Mais Félix s’affaiblit de jour en jour, la maladie devenant la plus forte.
Il ressent que la mort n’est plus un concept abstrait. La mort le guette, le veille et l’attend.
A la première occasion, elle l’emportera dans un monde lointain et où il demeurera à jamais seul.
L’esprit de Félix chavire en même temps que son corps s’affaiblit.
Sont oubliées ces paroles à l’être aimé que l’on espère heureux et apaisé.
Ce qui compte maintenant c’est ne de jamais être seul. Il lui est intolérable d’imaginer que Marie puisse un jour sourire, rire, aimer quand il ne sera plus, encore moins aimer un autre homme.
Dans l’épreuve de la souffrance et de ses derniers jours, Félix VEUT que Marie parte avec lui quand le jour fatidique fera son entrée. Elle-même lui a promis. Cette promesse qu’elle lui a faite, elle devra la tenir.

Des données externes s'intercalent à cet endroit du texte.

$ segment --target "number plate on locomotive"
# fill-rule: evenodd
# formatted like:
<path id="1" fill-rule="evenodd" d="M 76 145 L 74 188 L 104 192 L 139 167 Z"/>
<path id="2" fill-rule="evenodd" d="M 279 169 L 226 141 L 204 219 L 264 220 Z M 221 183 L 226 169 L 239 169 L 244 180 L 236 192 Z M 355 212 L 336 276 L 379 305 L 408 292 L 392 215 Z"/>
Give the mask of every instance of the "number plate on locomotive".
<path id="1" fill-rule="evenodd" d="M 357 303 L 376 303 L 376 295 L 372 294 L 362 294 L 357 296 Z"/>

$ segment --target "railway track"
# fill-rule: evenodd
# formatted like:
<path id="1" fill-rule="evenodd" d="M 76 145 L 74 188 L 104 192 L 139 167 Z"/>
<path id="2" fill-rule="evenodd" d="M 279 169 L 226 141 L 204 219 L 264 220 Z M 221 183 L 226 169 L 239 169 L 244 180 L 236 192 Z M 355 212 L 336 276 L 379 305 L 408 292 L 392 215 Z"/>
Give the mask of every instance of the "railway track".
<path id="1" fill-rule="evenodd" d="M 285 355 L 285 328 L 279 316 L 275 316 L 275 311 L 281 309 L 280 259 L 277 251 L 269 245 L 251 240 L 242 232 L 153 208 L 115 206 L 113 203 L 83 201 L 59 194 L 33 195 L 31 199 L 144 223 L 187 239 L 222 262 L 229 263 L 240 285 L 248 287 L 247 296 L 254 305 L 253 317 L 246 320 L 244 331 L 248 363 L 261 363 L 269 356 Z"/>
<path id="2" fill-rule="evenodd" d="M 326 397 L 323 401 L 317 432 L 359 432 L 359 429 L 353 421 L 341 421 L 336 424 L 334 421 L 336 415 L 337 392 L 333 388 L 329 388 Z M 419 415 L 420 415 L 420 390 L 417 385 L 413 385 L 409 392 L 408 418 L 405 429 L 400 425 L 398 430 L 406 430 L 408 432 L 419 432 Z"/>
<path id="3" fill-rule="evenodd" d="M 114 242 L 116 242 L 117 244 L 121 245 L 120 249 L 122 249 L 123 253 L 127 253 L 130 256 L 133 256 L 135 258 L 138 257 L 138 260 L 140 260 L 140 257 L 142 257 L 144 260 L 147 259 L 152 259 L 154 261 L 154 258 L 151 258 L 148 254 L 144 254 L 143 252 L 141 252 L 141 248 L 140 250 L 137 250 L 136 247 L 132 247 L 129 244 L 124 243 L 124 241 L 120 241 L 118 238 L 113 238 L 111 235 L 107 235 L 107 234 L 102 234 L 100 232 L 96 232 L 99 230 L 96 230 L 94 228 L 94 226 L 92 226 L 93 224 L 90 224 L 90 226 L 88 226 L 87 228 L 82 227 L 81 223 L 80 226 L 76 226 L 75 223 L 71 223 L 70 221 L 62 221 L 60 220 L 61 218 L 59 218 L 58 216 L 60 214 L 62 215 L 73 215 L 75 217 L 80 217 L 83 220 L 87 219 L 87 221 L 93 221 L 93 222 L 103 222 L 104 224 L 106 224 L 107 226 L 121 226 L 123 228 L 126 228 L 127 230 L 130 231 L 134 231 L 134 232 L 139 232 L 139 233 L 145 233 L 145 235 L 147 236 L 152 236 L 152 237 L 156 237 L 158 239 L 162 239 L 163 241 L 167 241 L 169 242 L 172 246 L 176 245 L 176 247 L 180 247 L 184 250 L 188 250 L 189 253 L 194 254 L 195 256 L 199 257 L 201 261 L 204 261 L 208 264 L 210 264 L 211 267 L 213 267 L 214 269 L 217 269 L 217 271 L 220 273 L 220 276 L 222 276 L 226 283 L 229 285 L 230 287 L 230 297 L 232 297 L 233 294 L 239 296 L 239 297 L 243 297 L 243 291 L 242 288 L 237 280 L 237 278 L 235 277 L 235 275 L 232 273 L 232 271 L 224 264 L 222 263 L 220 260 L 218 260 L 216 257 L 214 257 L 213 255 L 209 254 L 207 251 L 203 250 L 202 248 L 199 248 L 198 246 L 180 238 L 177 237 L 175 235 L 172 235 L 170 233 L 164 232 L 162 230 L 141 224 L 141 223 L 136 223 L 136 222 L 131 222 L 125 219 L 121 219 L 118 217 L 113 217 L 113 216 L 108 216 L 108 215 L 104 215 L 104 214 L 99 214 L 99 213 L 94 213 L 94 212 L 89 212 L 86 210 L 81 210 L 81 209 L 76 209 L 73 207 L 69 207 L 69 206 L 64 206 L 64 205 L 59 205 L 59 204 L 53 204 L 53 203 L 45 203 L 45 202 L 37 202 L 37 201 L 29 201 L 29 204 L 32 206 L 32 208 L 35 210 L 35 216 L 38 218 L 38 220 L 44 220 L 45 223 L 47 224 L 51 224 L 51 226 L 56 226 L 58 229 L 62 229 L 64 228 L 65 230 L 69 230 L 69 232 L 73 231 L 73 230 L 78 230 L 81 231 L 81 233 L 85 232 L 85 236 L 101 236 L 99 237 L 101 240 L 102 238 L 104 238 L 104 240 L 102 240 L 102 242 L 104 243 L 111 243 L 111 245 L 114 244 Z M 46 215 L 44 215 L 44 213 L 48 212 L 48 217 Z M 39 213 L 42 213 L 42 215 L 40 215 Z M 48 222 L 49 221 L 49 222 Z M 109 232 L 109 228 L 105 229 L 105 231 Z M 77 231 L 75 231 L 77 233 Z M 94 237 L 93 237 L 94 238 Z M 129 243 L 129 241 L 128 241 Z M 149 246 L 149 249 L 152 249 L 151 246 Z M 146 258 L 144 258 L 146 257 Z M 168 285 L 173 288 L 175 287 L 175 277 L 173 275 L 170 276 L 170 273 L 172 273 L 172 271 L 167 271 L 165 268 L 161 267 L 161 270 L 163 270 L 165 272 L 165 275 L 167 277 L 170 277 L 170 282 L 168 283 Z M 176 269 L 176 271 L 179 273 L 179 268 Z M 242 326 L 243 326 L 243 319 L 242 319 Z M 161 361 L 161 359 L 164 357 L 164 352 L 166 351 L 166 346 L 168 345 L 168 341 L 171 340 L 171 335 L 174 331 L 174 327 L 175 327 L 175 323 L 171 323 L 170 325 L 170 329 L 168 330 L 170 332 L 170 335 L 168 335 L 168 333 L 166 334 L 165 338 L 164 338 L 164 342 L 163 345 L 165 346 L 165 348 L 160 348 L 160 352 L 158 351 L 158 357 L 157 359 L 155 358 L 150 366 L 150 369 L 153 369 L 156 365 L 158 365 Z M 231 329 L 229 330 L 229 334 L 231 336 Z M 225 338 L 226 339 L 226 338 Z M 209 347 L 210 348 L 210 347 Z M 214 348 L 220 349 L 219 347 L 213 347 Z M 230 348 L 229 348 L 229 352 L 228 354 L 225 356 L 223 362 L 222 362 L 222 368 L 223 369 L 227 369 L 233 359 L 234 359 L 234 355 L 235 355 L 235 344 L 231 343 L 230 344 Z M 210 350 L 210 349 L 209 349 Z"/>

Ce qui le rassure, ce qui lui permet de supporter ce départ, c’est cette idée de partir accompagné.
Marie, loin de ses premières pensées intenses et faites de seules émotions, veille jour et nuit le malade, mais finit par espérer d’en être libérée, et de retrouver une joie de vivre.
Nouvelle qui se termine en huit-clos, dans une chambre où l’atmosphère est lourde, viciée par ces viles pensées qui créent un climat de crainte et de malaise.

Nouvelle noire dont le parcours dévie très vite, d’une banale histoire de cœur à une analyse des perversions et médiocrités humaines.